Le constructeur japonais n'avait pas encore tenté sa chance dans la catégorie reine du sport automobile mondial. Pourtant, que ce soit en championnat du monde des rallyes, aux 24 Heures du Mans, dans les divers championnats d'endurance et de voitures de tourisme, ainsi qu'en CART et en IRL aux USA, Toyota s'est essayé à tout.
Il était donc logique que le constructeur nippon croise un jour la route de la F1, ce qui est devenu réalité à partir de 2002. C'est d'une page entièrement vierge que sont partis les nombreux techniciens recrutés à travers le monde.
Fondé sur l'expérience des rallyes de Toyota Motorsport (7 titres mondiaux), une écurie basée dans les environs de Cologne en Allemagne, le challenge que s'est fixé Toyota est de taille puisqu'il ne s' agit plus seulement de motorisation, mais également de châssis, l'ensemble du projet F1 étant estampillé au nom du constructeur japonais, aucune écurie n'ayant été retenue pour supporter les coûts colossaux de cette grande aventure.

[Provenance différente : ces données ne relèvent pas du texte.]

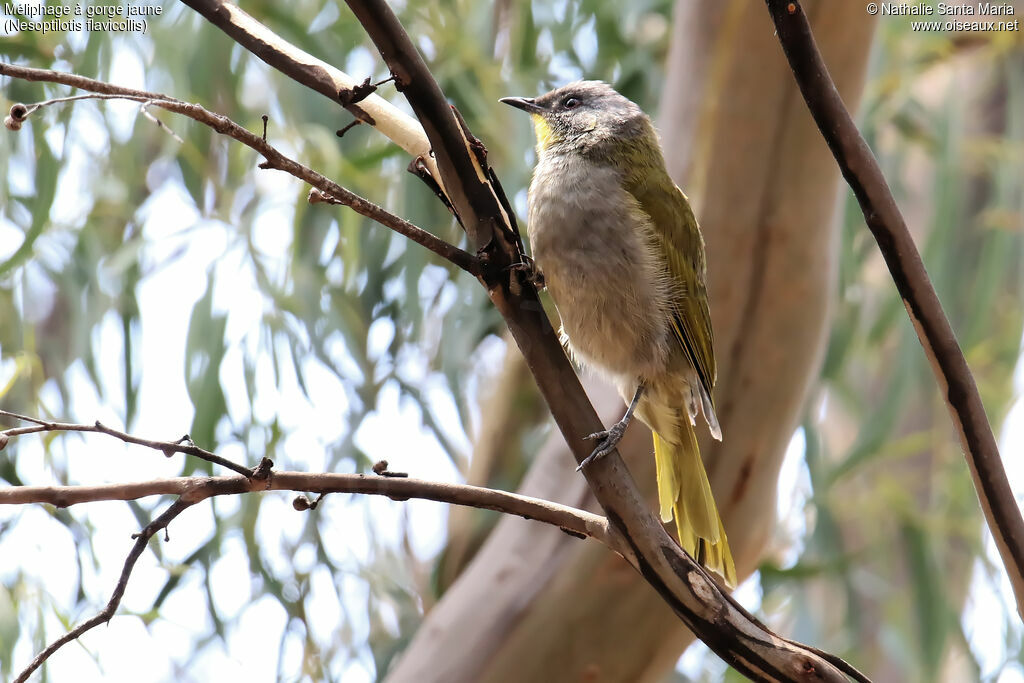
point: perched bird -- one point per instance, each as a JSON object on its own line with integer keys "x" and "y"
{"x": 623, "y": 258}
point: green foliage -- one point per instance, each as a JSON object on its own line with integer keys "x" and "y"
{"x": 897, "y": 532}
{"x": 280, "y": 298}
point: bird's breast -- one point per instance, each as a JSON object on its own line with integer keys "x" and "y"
{"x": 592, "y": 242}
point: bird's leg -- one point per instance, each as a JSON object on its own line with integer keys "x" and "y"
{"x": 528, "y": 266}
{"x": 611, "y": 437}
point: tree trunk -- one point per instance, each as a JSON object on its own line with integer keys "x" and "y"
{"x": 537, "y": 604}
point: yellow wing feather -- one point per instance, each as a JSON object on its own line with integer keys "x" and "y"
{"x": 684, "y": 492}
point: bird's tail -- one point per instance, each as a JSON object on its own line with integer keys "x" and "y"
{"x": 684, "y": 493}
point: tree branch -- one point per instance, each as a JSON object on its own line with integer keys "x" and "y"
{"x": 274, "y": 159}
{"x": 194, "y": 489}
{"x": 691, "y": 593}
{"x": 183, "y": 444}
{"x": 886, "y": 222}
{"x": 141, "y": 539}
{"x": 322, "y": 77}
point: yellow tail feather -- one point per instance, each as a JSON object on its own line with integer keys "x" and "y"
{"x": 683, "y": 492}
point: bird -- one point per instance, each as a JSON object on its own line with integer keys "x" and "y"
{"x": 619, "y": 248}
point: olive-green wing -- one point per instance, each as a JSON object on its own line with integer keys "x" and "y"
{"x": 678, "y": 237}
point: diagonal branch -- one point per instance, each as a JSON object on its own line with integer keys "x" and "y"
{"x": 886, "y": 222}
{"x": 274, "y": 159}
{"x": 104, "y": 615}
{"x": 183, "y": 444}
{"x": 195, "y": 489}
{"x": 320, "y": 76}
{"x": 689, "y": 591}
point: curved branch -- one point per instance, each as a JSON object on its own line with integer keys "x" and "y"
{"x": 183, "y": 444}
{"x": 194, "y": 489}
{"x": 320, "y": 76}
{"x": 274, "y": 159}
{"x": 689, "y": 591}
{"x": 104, "y": 615}
{"x": 886, "y": 222}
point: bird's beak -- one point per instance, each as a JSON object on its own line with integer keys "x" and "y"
{"x": 527, "y": 104}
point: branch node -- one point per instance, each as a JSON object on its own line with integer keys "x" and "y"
{"x": 341, "y": 132}
{"x": 349, "y": 96}
{"x": 380, "y": 469}
{"x": 263, "y": 470}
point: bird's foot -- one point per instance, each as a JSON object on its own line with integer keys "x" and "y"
{"x": 528, "y": 267}
{"x": 607, "y": 440}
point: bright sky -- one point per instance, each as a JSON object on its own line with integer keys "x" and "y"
{"x": 126, "y": 649}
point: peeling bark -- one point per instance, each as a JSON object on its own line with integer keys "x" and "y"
{"x": 535, "y": 604}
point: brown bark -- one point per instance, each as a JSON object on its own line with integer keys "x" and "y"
{"x": 537, "y": 605}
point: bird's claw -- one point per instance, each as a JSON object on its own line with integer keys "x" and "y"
{"x": 528, "y": 267}
{"x": 608, "y": 439}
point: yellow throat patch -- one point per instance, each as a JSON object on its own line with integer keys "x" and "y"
{"x": 545, "y": 136}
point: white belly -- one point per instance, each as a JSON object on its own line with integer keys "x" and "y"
{"x": 591, "y": 242}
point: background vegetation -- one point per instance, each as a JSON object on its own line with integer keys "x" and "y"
{"x": 173, "y": 288}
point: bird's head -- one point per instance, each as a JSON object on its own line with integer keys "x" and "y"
{"x": 583, "y": 116}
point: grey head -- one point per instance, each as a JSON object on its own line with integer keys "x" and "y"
{"x": 583, "y": 116}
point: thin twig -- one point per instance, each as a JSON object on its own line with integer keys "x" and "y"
{"x": 886, "y": 222}
{"x": 274, "y": 159}
{"x": 686, "y": 588}
{"x": 320, "y": 76}
{"x": 104, "y": 615}
{"x": 183, "y": 445}
{"x": 190, "y": 491}
{"x": 195, "y": 489}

Mika Salo et Allan McNish ont essuyé les plâtres, le Finlandais et l'Ecossais préparant et procédant aux débuts de l'histoire du constructeur nippon en F1. Changement de cap en 2003 où Olivier Panis et Cristiano Da Matta étaient chargés de poursuivre l'aventure. L'année suivante encore, le vétéran français et le novice brésilien tenteront en vain de toucher la juste récompense de leurs efforts.
Pour la saison 2005, Toyota a donc fait appel à des valeurs plus sûres dans le paddock des Grands Prix - l'Italien Jarno Trulli et l'Allemand Ralf Schumacher - et à l'ingénieur 'star' Mike Gascoyne - pour tenter de mettre enfin les troupes du constructeur japonais en bon ordre de marche et atteindre les sommets pour lesquels beaucoup d'argent a déjà été investi.
La saison 2005 a été la plus réussie depuis l'arrivée de Toyota en F1. Le bilan est en effet des plus flatteurs: deux pole-positions, une grâce à Trulli aux Etats-Unis, l'autre pour Ralf Schumacher au Japon. Cinq apparitions sur le podium - deux pour Ralf (Hongrie et Chine) - trois pour Jarno dont ses deuxièmes places en Malaisie et au Bahreïn. Finalement quatrième du championnat du monde des constructeurs, l'écurie japonaise repartait au combat en 2006 avec à l'esprit - l'ambition d'obtenir un premier succès dans la catégorie reine. Objectif raté!
En 2007, Toyota espérait retrouver le niveau qui était le sien en 2005, mais c'est au contraire une saison très difficile que Ralf Schumacher et Jarno Trulli ont bouclée. Pire que celle de 2006! Etant donné le budget alloué par Toyota pour ce programme de F1, ces résultats commencent à peser lourdement du mauvais côté de la balance...
La TF108 de 2008, qui sera pilotée en course par Jarno Trulli et l'Allemand Timo Glock, aura donc comme objectif de faire remonter la pente à l'équipe japonaise. Celle-ci ne manque de rien, ni de talents, ni d'argent. Il lui manque seulement des résultats, cette denrée si précieuse pour le moral des troupes en F1.